In the longer term, parallel field studies and further computer simulations should be carried out in order to adapt the CD practice to the water needs of plants and the field work dates. Attention should also be paid to the analysis of the remaining components of the water balance at the field scale. Research [33] shows that CD caused the reduction of subsurface drainage and indicates that these practices may increase surface runoff. Consequently, CD may cause soil erosion and water pollution with phosphorus [58,59].
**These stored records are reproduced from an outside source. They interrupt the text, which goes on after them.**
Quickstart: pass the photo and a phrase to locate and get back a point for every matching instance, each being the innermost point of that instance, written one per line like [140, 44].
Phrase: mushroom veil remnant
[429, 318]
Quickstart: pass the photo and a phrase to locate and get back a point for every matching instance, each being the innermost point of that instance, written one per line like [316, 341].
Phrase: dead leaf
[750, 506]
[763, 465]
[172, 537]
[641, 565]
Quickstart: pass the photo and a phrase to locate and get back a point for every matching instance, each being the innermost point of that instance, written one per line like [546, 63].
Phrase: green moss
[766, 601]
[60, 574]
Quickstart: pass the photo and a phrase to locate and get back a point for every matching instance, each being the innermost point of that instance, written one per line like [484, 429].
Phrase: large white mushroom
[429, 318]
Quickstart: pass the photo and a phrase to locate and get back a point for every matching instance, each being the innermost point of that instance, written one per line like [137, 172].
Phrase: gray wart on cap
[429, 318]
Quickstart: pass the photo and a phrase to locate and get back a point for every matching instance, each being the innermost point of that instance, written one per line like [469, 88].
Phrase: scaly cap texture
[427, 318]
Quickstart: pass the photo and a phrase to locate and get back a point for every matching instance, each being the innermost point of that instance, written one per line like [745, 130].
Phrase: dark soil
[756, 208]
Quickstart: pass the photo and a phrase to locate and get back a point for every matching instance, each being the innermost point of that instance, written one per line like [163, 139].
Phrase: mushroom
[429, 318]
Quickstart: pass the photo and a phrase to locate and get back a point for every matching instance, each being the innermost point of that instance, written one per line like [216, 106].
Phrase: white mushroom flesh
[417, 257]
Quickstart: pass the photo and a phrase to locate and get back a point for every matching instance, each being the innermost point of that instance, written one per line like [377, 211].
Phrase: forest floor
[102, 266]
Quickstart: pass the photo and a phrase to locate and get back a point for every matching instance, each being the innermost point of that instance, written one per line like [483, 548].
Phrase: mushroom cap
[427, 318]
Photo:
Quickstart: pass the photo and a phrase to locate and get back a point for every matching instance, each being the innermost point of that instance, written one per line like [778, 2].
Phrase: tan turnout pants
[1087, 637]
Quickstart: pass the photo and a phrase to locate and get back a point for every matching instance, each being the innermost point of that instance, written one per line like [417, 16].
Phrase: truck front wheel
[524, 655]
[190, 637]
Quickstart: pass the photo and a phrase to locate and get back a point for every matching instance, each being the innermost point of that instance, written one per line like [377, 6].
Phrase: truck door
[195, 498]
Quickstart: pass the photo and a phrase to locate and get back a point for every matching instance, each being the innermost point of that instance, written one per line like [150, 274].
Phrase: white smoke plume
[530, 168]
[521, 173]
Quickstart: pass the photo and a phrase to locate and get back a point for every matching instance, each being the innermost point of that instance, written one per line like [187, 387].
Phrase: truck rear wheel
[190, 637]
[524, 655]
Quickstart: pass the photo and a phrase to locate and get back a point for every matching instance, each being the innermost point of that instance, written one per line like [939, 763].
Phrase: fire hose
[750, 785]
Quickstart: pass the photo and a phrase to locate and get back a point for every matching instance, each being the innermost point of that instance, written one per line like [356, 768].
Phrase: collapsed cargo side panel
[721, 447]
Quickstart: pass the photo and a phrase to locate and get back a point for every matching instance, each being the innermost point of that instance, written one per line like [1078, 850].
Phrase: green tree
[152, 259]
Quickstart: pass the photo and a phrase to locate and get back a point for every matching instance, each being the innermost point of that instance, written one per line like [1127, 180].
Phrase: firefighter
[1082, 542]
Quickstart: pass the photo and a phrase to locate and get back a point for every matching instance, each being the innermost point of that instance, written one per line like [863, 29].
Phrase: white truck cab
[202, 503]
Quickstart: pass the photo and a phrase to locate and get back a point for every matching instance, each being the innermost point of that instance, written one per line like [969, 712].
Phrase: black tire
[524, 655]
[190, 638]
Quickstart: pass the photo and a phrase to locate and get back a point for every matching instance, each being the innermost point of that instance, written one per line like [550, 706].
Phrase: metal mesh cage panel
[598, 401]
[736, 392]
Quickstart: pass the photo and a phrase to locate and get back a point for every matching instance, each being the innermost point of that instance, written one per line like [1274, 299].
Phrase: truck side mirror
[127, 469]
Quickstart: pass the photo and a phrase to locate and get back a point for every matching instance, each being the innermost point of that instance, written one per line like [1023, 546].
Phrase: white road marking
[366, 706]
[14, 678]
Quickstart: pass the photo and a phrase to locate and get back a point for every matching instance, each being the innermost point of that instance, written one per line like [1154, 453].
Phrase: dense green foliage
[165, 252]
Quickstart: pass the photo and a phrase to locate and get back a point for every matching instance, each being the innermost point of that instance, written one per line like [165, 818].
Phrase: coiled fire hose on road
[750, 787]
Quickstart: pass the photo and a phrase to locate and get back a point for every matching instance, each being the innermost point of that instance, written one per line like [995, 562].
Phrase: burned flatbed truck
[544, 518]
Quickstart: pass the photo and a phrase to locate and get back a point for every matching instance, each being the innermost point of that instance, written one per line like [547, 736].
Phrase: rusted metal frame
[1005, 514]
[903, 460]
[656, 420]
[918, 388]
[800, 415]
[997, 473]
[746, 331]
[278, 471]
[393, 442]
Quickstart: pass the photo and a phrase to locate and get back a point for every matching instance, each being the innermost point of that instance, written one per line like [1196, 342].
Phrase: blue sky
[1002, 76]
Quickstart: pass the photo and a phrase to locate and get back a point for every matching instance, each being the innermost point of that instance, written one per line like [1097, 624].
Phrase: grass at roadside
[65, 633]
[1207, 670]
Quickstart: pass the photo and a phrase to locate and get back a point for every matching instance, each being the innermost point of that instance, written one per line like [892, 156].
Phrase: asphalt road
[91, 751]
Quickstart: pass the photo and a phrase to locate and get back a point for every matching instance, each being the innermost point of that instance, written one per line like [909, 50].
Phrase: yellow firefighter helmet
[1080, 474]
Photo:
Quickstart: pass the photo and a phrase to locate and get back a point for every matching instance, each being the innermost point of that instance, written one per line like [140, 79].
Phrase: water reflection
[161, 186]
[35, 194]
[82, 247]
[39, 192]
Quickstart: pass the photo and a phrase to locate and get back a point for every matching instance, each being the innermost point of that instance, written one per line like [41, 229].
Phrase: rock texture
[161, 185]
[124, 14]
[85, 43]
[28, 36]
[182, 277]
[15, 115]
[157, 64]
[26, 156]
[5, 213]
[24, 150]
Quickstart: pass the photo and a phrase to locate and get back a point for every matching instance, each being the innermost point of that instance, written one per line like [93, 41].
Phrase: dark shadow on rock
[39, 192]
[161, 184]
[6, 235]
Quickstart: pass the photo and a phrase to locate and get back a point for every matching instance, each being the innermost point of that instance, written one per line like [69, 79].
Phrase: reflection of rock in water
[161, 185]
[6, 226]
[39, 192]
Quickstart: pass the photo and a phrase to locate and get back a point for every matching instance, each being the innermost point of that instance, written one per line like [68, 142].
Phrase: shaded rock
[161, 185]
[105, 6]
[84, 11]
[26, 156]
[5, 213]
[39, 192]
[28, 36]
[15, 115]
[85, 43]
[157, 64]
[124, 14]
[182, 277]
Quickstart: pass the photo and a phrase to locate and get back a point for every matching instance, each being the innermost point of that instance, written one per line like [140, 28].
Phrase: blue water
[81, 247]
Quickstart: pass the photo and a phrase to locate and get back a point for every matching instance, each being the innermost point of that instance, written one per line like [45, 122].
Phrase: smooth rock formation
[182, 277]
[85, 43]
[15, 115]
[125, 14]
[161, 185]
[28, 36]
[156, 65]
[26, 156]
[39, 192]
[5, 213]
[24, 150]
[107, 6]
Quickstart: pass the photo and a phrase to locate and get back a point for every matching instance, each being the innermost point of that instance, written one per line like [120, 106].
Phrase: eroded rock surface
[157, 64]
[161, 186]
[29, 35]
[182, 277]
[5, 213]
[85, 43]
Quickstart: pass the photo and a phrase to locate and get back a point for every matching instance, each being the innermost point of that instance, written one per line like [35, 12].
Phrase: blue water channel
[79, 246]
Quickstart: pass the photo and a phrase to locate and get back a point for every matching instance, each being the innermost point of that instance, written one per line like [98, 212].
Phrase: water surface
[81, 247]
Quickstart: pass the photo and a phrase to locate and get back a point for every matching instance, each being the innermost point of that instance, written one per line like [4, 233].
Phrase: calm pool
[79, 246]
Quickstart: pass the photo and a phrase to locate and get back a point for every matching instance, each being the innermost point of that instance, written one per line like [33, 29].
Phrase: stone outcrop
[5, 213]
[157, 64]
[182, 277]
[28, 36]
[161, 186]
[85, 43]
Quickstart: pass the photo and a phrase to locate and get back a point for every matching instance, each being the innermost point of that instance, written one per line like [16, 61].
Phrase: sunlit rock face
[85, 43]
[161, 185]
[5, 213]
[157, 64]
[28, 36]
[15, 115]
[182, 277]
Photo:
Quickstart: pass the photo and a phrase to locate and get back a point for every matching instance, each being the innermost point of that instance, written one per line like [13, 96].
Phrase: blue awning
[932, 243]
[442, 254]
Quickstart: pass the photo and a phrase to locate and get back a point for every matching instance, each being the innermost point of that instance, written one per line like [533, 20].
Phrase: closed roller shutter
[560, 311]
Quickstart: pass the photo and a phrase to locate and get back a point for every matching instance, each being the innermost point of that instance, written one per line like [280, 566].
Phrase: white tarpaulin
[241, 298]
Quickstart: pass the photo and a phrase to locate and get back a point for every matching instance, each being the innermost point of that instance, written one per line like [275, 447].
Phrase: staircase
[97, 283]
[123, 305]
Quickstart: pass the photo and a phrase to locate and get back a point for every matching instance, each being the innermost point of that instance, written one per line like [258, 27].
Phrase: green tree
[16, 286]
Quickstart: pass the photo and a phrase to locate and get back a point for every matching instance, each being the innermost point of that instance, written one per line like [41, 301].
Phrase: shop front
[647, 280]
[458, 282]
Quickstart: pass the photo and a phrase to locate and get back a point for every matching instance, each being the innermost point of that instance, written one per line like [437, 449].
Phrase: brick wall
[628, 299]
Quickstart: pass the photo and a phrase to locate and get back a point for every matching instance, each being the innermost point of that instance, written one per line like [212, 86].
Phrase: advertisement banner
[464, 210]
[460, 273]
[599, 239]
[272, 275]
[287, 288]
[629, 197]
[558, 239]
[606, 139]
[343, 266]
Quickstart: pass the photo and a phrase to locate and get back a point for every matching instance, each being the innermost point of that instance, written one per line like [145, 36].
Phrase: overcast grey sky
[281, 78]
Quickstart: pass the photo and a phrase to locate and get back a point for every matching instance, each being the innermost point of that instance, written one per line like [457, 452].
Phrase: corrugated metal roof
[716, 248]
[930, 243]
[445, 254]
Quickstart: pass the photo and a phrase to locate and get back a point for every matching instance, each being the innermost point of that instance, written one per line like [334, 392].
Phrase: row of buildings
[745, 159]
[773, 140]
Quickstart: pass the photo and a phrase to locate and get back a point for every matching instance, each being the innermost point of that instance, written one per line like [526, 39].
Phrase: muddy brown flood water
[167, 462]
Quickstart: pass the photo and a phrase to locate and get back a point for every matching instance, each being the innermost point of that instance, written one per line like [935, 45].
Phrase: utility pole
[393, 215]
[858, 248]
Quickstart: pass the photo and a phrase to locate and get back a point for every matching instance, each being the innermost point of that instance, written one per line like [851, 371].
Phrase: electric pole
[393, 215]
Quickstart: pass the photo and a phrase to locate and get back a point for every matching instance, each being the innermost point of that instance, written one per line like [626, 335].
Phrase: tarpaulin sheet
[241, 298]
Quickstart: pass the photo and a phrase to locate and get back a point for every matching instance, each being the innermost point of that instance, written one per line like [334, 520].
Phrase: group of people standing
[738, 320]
This study shows that CD activities may contribute to the mitigation of the effects of climate change in Poland. Access to and proper use of technical infrastructure are the main factors influencing adaptation capabilities. Moreover, blocking the outflow of water from the drainage network facilitates the effective storage of water in the place of its greatest demand. These measures are more effective than the construction of retention reservoirs due to the need to distribute water over long distances and because of problems related to the eutrophication of water in reservoirs. In addition, the increase in retention contributes to the reduction of flood risk and the effects of drought. On the one hand, CD solutions allow one to retain water within the field and mitigate the effects of drought. On the other hand, they can help to reduce flooding. This is confirmed by the studies that showed that controlled drainage is an effective tool to reduce peak discharges and drought stress [16]. Moreover, Sunohara et al. [17] reported that the outflows exhibited lower peak flow rates from the CD solutions compared to the conventional drained network. Kulhavý and Fučík [60] indicate the need for policy makers to develop a global strategy for the use of drainage systems for sustainable agriculture. This confirms the importance of the research conducted in this study as a starting point for the adaptation of drainage systems to new climatic conditions. Future studies, apart from the impact of CD on groundwater depth and sub-surface runoff, should focus on other components of water balance, such as surface runoff, surface storage, and deep seepage, as well as the impact of water balance on potential crop yields.

5. Conclusions

On the basis of the conducted research, the following detailed conclusions were made:

• In the climatic conditions of central Poland, the best results related to the application of CD solutions are obtained at the beginning of operation in the period from 1 to 15 March.
• The solutions applied in the indicated time allow the groundwater table to be raised in relation to the free drainage network from 10 to 33 cm and from 10 to 41 in the case of spacing of 7 and 14 m.
• The application of CD solutions in small fields allows only for periodic maintenance of the assumed groundwater tables.
• The starting of blocking the outflow from the drainage network in the period from 1 to 15 March reduces the average outflow from the network by 50%–80%.
• Better effects related to the control of the outflow were obtained for a drainage network with a distance of 14 m.
• The influence of the initial groundwater table on the effectiveness of CD solutions in the case of drainage networks with 7 and 14 m spacing decreases with the delay of blocking the outflow on 15 March and 1 April, respectively.